How fast supply changes with price depends on this elasticity. Whether incomes increase or reduce, users continue buying and using the given products. A close substitute for Florida oranges is California oranges. Such as car and petrol, pen and ink, etc. A rise in price of coal or firewood used as fuel will not result in the quantity demanded suddenly falling, even though the substitute like kerosene or gas may be cheap. The ease of substitution, in turn, depends on the time period, availability of the substitutes and the production technology.
Effect Condition on relationship between goods Explanation of effect How it affects cross-price elasticity of demand none A finite income imposes a. On the other hand, the larger the price, the more would be the elasticity of demand. This is because the consumption of a luxury good, unlike that of a necessary commodity, can be deferred. The success of any soft drink manufacturer hinges on that company's capability to anticipate these consumer tendencies and plan accordingly. It is the availability of close substitutes that makes the consumers sensitive to the changes in the price of Coca Cola and this makes the demand for Coca Cola elastic.
For example with a rise in price of Horlicks, poor people by other milk powder relatively cheaper than Horlicks. However, the higher prices may force consumers to reduce their demand for those soft drinks.

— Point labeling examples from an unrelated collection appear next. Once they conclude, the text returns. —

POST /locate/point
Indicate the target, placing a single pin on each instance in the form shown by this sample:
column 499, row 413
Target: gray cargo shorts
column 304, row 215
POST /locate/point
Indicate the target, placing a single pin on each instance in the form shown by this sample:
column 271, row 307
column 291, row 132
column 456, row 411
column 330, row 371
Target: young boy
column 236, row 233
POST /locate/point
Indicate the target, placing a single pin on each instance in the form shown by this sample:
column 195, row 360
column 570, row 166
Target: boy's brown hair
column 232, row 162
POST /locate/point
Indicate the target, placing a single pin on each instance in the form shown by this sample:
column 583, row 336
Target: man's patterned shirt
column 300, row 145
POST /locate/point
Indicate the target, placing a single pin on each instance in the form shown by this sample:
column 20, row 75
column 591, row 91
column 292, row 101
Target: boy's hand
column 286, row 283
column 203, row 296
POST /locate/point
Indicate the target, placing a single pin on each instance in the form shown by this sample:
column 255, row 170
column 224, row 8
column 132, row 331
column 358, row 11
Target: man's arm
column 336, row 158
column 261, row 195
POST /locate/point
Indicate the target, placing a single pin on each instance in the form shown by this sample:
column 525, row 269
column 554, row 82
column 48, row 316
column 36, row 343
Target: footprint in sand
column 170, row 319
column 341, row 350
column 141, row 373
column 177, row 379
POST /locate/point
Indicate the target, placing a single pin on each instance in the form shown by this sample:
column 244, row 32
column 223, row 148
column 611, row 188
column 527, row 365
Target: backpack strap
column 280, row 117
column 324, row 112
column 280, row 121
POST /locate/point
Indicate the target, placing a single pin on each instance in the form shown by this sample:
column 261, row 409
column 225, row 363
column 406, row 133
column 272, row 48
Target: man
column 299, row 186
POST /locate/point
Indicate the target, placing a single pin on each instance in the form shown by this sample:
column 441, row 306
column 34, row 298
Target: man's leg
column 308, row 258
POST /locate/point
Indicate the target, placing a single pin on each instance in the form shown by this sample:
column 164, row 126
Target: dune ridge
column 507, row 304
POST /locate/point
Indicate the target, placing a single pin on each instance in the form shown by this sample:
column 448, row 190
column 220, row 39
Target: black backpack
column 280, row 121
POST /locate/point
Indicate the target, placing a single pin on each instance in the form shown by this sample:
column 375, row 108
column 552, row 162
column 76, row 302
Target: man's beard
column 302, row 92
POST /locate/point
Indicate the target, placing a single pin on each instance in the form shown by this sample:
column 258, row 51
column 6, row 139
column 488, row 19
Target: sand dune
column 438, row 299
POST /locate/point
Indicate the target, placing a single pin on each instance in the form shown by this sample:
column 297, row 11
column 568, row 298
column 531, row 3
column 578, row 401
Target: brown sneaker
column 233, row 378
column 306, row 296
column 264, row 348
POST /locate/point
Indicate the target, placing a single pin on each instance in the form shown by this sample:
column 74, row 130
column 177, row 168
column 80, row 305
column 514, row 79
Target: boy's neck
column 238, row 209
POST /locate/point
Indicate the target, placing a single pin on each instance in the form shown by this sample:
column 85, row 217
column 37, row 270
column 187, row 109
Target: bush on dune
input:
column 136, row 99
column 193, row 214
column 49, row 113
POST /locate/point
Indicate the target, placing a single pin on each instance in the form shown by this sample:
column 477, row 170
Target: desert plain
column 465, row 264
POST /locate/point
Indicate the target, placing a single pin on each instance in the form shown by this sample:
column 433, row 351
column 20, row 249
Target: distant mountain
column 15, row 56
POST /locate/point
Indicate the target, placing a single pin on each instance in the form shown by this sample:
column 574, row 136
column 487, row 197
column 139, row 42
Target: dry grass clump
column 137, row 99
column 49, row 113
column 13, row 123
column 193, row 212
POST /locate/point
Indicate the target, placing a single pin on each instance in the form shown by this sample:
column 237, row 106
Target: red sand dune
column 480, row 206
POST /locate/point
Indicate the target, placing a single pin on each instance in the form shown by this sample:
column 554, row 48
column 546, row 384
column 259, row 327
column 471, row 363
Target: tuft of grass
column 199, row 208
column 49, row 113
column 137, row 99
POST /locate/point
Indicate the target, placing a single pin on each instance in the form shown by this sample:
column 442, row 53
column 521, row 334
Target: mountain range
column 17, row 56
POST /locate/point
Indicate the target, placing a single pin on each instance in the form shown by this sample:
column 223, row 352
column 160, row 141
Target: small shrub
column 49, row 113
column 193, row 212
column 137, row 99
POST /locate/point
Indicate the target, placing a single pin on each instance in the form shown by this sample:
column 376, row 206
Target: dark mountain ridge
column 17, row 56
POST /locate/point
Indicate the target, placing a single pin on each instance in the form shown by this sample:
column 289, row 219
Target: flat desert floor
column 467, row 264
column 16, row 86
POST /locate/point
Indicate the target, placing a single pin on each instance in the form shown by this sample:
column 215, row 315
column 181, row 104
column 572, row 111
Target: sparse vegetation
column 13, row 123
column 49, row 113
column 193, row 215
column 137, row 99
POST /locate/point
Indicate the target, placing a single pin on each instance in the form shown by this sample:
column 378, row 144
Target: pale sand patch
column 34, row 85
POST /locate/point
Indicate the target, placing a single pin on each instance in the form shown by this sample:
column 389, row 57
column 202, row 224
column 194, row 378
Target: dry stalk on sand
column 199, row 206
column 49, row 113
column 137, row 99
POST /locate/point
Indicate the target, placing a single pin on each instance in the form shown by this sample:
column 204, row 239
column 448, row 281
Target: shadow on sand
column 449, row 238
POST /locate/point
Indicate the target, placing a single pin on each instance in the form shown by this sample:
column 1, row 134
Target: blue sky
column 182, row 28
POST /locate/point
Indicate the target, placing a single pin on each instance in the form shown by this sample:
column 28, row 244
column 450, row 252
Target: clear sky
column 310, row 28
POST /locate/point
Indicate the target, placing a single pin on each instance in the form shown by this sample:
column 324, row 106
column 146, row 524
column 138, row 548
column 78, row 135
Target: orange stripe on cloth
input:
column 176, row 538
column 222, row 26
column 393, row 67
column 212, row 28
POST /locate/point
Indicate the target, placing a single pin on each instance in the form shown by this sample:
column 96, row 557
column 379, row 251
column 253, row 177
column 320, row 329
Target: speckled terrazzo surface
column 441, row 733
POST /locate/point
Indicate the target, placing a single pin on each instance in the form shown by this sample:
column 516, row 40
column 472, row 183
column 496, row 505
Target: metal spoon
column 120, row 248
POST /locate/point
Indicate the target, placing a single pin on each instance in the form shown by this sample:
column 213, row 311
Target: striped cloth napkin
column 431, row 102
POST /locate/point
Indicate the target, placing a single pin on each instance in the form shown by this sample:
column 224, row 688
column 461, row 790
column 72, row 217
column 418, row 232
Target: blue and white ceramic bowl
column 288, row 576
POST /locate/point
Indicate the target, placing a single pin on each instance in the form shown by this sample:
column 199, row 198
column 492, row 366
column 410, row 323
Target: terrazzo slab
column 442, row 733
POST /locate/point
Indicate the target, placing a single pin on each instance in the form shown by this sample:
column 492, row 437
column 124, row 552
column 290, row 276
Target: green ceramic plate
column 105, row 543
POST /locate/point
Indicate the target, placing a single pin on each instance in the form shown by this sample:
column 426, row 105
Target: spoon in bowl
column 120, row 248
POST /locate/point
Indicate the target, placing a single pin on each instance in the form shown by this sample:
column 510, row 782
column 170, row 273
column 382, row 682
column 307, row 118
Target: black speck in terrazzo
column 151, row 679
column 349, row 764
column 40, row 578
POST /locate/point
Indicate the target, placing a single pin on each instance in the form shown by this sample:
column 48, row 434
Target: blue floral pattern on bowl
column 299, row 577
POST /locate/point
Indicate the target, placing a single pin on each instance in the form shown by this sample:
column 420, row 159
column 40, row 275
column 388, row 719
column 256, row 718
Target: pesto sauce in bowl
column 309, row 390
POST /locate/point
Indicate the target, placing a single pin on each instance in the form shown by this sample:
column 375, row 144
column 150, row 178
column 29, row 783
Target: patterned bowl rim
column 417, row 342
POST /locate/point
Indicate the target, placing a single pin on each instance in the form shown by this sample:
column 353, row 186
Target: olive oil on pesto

So their consumption is less important and can be very well postponed. Thus, the demand for Coca Cola is elastic. For, when the price is very small, a change in price would have no considerable effect on demand. But, however, the demand for the prestige goods is said to be inelastic, because people are ready to buy these commodities at any price, such as antiques, gems, stones, etc. So to keep himself fairly within his means, the consumer will reduce the quantity purchased.
If its price rises to a very high level, it will be used only for essential purposes such as feeding the children and sick persons. For instance diamonds and articles of jewellery are luxuries used by richer classes. But specific brands of petrol or beef are likely to be more elastic following a price change. Nature of Goods: Refers to one of the most important factors of determining the price elasticity of demand. Therefore, the more necessary a good is to us, the less would be its price-elasticity of demand. When price of such a commodity increases, then it is generally put to only more urgent uses and, as a result, its demand falls.
So, elasticity of demand is different for different goods. If the price of an output increases, and producers have time to adjust supply, supply will be more elastic. Again, conversely, if the price of coffee decreases, then people might reduce their consumption of tea and they might considerably increase their use of coffee. For, if its price rises, its purchase would be deferred and its demand would fall, and if its price falls the deferred demand would appear in its market. Distribution of Income: Acts as a crucial factor in influencing the price elasticity of demand. The main reason for change in the elasticity of demand with change in price of some goods is the availability of their competing substitutes. When a farmer does not have the ability to house cattle, there is no way to stock the cows until the price of beef increases again.
Once consumers understand the functioning of such goods, they will certainly have a positive attitude and this improves the likelihood of them buying the good. Income: we distinguish two type of goods if we are talking aboutincome. Recommended Reading Buchholz, Todd G. Proportion of Income Spent on the Good 5. But what if cinnamon is scarce? Again, conversely, if the price of coffee decreases, then people might reduce their consumption of tea and they might considerably increase their use of coffee. Factors Effecting the Elasticity of Demand - 20 Good with close substitutes tend to have elastic demand curves.
Proportion of income spent: Elasticity of demand also depends on the proportion of income spent on different goods. If the price of that commodity is increased, the commodity will be demanded only in essential uses, and in other uses, substitute materials will be utilized. For example, if the price of petrol rises, then its demand would not contract immediately until the price of car increases. In the case of necessities, the demand cannot be postponed and so demand becomes inelastic. The price of the product changes - If the price of a product increases, employers are prepared to hire more workers.
The consumer will find it very difficult to make adjustments with substitute commodities. Either way the answer to your question is in your text for that weeks assignment. If it has a lot of substitutes food is this way , then it will be very price elastic. Such as the demand for the furniture can be postponed until the time its prices fall. The greater the possibility of substitution, the greater the price elasticity of demand for it. Alternative use: The demand for those goods having more than one use is said to be elastic.